UFC Que Choisir de Nancy et environs

1825 - Le financement de la statue de STANISLAS

Nancy, le 16 juillet 1825.

MESSIEURS, je viens d'adresser à M. le receveur général de ce département des états par commune de souscriptions of­fertes pour le monument à élever à STANISLAS et dont le mon­tant n'a point encore été réalisé, en le priant de les faire recou­vrer, le plus promptement possible, par MM. les percepteurs. Je compte sur tous leurs soins à cet égard et je les invite à faire en sorte que ce recouvrement soit effectué et versé à la recette générale pour le 1er septembre prochain au plus tard.

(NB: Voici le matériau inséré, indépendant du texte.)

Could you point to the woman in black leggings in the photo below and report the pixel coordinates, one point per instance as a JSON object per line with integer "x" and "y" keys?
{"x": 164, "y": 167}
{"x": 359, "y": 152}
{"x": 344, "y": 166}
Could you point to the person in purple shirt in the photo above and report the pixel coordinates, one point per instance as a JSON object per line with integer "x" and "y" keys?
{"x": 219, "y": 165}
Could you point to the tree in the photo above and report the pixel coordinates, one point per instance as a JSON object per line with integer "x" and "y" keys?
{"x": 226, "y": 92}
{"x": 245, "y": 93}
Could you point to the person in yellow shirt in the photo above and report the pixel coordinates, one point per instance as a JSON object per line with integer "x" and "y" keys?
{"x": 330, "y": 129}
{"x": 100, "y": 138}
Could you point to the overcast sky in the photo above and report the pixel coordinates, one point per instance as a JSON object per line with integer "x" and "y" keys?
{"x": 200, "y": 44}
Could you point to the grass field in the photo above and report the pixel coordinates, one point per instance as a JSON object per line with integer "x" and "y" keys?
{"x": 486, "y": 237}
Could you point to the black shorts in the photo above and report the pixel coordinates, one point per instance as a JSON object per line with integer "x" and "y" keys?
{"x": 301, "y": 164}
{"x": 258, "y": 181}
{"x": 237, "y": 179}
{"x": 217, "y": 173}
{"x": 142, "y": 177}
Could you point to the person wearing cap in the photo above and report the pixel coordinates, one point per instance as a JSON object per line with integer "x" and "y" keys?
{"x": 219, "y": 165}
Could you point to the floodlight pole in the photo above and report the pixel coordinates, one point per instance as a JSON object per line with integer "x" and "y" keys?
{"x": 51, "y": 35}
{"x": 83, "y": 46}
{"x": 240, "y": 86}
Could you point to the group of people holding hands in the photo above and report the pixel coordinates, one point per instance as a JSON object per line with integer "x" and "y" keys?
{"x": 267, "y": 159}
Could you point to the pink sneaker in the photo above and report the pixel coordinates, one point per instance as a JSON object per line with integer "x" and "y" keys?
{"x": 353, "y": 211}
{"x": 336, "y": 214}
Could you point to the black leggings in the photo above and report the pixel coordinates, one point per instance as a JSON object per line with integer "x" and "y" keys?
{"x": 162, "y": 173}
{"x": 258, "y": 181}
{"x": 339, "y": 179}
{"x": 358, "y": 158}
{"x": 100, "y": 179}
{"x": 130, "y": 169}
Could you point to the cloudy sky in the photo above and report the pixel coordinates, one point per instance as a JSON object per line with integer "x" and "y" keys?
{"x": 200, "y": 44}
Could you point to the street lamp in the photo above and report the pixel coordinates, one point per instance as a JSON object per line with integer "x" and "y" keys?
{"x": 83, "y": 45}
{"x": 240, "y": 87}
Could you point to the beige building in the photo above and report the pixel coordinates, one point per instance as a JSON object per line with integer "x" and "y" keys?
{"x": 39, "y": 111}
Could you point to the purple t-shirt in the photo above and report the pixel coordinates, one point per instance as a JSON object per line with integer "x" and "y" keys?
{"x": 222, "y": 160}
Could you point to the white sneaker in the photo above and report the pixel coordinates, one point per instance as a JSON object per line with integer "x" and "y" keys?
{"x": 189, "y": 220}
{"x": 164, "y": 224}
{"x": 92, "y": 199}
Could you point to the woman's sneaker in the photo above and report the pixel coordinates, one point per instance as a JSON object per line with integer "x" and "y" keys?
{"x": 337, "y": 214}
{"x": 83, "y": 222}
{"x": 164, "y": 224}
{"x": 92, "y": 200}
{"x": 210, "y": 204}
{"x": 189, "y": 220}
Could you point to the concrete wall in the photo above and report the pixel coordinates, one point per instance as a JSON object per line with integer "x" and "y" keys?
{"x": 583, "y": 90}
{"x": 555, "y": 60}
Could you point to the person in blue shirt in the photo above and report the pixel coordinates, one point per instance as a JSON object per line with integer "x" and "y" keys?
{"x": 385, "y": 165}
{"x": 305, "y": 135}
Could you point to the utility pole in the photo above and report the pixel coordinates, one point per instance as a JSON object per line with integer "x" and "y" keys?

Les conseils municipaux d'un grand nombre de communes ont voté des fonds sur les caisses communales pour le monu­ment dont il s'agit. Les états que j'adresse à M. le Receveur-­général comprennent celles de ces sommes non encore réalisées. Quelques conseils municipaux ont mis la restriction, que la somme qu'ils votaient serait payée en 2 ou 3 années ; d'autres à qui leurs ressources permettaient de faire acquit­ter de suite le montant de leur vote, n’y ont mis aucune réserve, et ce qu'ils ont ainsi voté, est exigible dès à présent. De quelque manière que le vote des conseils municipaux ait eu lieu, j'invite MM. les Percepteurs à faire de suite , le versement à la recette particulière de leur arrondissement de la portion échue des sommes votées par les conseils mu­nicipaux, en les prenant sur les fonds libres de l'exercice 1825.

Je leur recommande de joindre à chacun de leurs versemens un état nominatif des souscripteurs dont ils auront réalisé les souscriptions, ainsi que cela est prescrit par l'art. 9 de l'arrêté du 12 mai 1823.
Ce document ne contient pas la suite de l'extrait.